Federal Death Penalty Is Focused on New York--Almost All Defendants From Minorities

Although New York's death penalty was overturned by the state's high court in 2004, and the legislature has not reinstated it, the federal government has sought the death penalty more in New York than in any other state except Virginia.  However, none of the federal cases has resulted in a death sentence.

Since the federal death penalty was reinstated in 1988, thirty-seven federal capital cases have been authorized in New York, compared with 50 in Virginia and 385 nationwide, according to data from the Federal Death Penalty Resource Counsel Project.  Of the 37 capital cases in New York, 14 were resolved before going to trial.  Of the 13 cases that have gone to trial, none resulted in a death sentence.  Instead, defendants were sentenced to life without parole.
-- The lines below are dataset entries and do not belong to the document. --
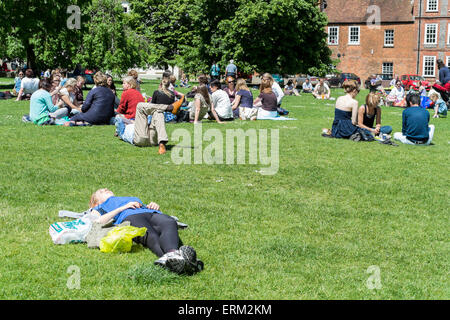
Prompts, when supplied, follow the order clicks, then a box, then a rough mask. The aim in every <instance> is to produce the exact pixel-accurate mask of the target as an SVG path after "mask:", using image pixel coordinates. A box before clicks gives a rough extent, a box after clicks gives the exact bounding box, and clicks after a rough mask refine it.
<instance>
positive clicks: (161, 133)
mask: <svg viewBox="0 0 450 320" xmlns="http://www.w3.org/2000/svg"><path fill="white" fill-rule="evenodd" d="M172 77H173V76H172V75H171V74H170V73H165V74H164V75H163V77H162V80H161V83H160V85H159V88H158V89H157V90H156V91H155V92H154V93H153V96H152V98H151V100H150V101H149V102H144V101H139V99H134V100H132V101H131V99H130V100H128V99H127V96H128V90H127V89H126V86H125V82H126V81H124V90H125V92H124V93H123V94H122V99H121V102H120V106H119V108H118V109H117V112H118V113H119V114H118V115H117V116H116V121H115V124H116V136H118V137H119V138H120V139H122V140H123V141H126V142H128V143H130V144H133V145H136V146H139V147H147V146H158V147H159V149H158V153H159V154H165V153H166V144H167V143H168V135H167V132H166V126H165V123H166V119H167V116H168V115H169V116H171V117H173V116H176V119H177V121H186V122H192V123H194V124H198V123H200V122H201V121H202V120H203V119H209V120H213V121H216V122H217V123H219V124H222V123H225V122H229V121H234V120H235V119H241V120H257V119H260V120H266V119H267V120H272V119H279V118H284V117H279V115H278V108H279V106H280V104H281V100H282V98H283V96H284V94H283V91H282V89H281V88H280V86H279V85H278V84H277V83H276V82H275V81H274V80H273V77H272V76H271V75H270V74H268V73H267V74H264V75H263V77H262V82H261V86H260V93H259V96H258V97H256V99H255V98H254V97H253V93H252V91H251V90H250V89H249V88H248V86H247V84H246V82H245V80H244V79H237V80H235V79H234V78H233V77H231V76H228V77H227V79H226V81H227V85H226V87H225V88H222V84H221V83H220V81H219V80H217V79H215V80H213V81H211V82H209V80H208V78H207V77H206V76H205V75H201V76H200V77H199V78H198V82H199V84H198V86H195V87H193V88H192V91H191V92H189V93H188V94H187V95H186V96H185V95H183V94H181V93H179V92H177V91H176V90H175V87H174V84H173V81H171V79H172ZM127 81H128V80H127ZM131 87H132V85H131ZM134 95H135V93H134ZM186 98H193V101H191V102H190V103H187V102H185V101H186ZM127 101H128V102H127ZM121 106H125V107H124V108H121ZM123 115H125V116H123ZM171 117H169V118H171Z"/></svg>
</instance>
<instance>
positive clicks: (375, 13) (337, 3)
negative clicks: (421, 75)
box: [324, 0, 450, 81]
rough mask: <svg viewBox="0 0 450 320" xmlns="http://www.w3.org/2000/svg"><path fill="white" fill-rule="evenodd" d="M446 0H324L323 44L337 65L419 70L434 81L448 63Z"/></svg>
mask: <svg viewBox="0 0 450 320" xmlns="http://www.w3.org/2000/svg"><path fill="white" fill-rule="evenodd" d="M449 9H450V0H386V1H383V0H328V1H327V7H326V9H325V10H324V12H325V13H326V14H327V16H328V21H329V23H328V27H327V30H326V32H327V33H328V45H329V47H330V49H331V50H332V52H333V54H332V58H333V59H339V60H340V63H339V64H338V65H337V68H338V70H340V71H342V72H351V73H355V74H357V75H358V76H359V77H361V80H362V81H364V79H366V78H367V77H368V76H369V75H371V74H388V75H391V76H394V75H399V76H400V75H402V74H420V75H423V76H424V77H426V78H427V79H428V80H432V81H434V80H435V79H436V77H437V76H438V72H437V68H436V60H437V59H442V60H443V61H444V62H447V64H449V63H450V26H449V23H450V21H449V20H450V18H449Z"/></svg>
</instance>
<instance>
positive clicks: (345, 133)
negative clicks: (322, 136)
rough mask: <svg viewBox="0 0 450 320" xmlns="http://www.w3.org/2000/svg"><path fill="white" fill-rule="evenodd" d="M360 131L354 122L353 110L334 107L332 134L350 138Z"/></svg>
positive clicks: (331, 130) (332, 136) (345, 138)
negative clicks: (335, 108) (353, 134)
mask: <svg viewBox="0 0 450 320" xmlns="http://www.w3.org/2000/svg"><path fill="white" fill-rule="evenodd" d="M356 131H358V127H357V126H355V125H354V124H353V122H352V112H351V111H344V110H341V109H337V108H336V109H334V121H333V126H332V127H331V136H332V137H334V138H342V139H348V138H350V137H351V136H352V135H353V134H354V133H356Z"/></svg>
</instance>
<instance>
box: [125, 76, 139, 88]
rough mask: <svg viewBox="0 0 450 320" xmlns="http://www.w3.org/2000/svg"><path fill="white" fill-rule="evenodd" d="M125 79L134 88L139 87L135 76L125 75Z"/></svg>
mask: <svg viewBox="0 0 450 320" xmlns="http://www.w3.org/2000/svg"><path fill="white" fill-rule="evenodd" d="M123 81H124V82H126V83H128V84H129V85H130V87H131V88H132V89H136V88H137V82H136V80H134V78H133V77H132V76H128V77H125V78H124V79H123Z"/></svg>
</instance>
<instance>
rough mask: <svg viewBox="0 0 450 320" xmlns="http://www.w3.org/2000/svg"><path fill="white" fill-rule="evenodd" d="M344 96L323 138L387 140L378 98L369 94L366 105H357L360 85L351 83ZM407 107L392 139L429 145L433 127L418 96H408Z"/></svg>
mask: <svg viewBox="0 0 450 320" xmlns="http://www.w3.org/2000/svg"><path fill="white" fill-rule="evenodd" d="M343 88H344V90H345V93H346V94H345V95H344V96H342V97H339V98H338V99H337V100H336V108H335V116H334V121H333V124H332V128H331V130H329V129H324V131H325V132H324V134H323V135H324V136H326V137H333V138H343V139H353V137H355V136H357V135H363V136H364V135H370V136H371V137H376V138H378V139H379V140H381V141H383V140H390V136H389V135H390V133H391V132H392V127H391V126H382V125H381V108H380V107H379V103H380V96H379V95H378V94H377V93H375V92H370V93H369V94H368V95H367V97H366V103H365V104H364V105H362V106H359V105H358V101H357V100H356V99H355V98H356V96H357V95H358V94H359V92H360V89H359V85H358V83H357V82H356V81H354V80H347V81H345V82H344V84H343ZM407 102H408V107H407V108H406V109H405V110H404V111H403V114H402V131H401V132H396V133H394V139H395V140H398V141H400V142H402V143H405V144H412V145H429V144H431V142H432V140H433V135H434V129H435V128H434V126H433V125H429V120H430V114H429V112H428V111H427V110H426V109H425V108H422V107H420V96H419V94H411V95H409V96H408V100H407Z"/></svg>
An additional 52 defendants have been charged with capital-eligible crimes in New York, and are awaiting a determination by U.S. Attorney General Alberto Gonzales as to whether the death penalty will be sought. New York has more potential federal death penalty cases in the pipeline than any other state.

According to data provided by the death penalty project, the Justice Department in Washington may be using a more aggressive approach towards seeking the death penalty in New York, noting that in many of the cases there was no recommendation from the local U.S. attorney to seek a death sentence.  Instead, the decision was solely that of the Attorney General.

On a national level, 161 capital cases have gone to trial, with 15 resulting in verdicts of not guilty on all capital counts in the case. The remaining 146 cases have resulted in 95 life sentences and 51 death sentences (or 32% of the cases that have gone to trial).

Almost all (35 out of 37, or 95%) of the defendants in the federal death penalty cases in New York are members of minorities.  On a national level in federal capital cases, 73% of the defendants (281 out of 385) are members of minorities.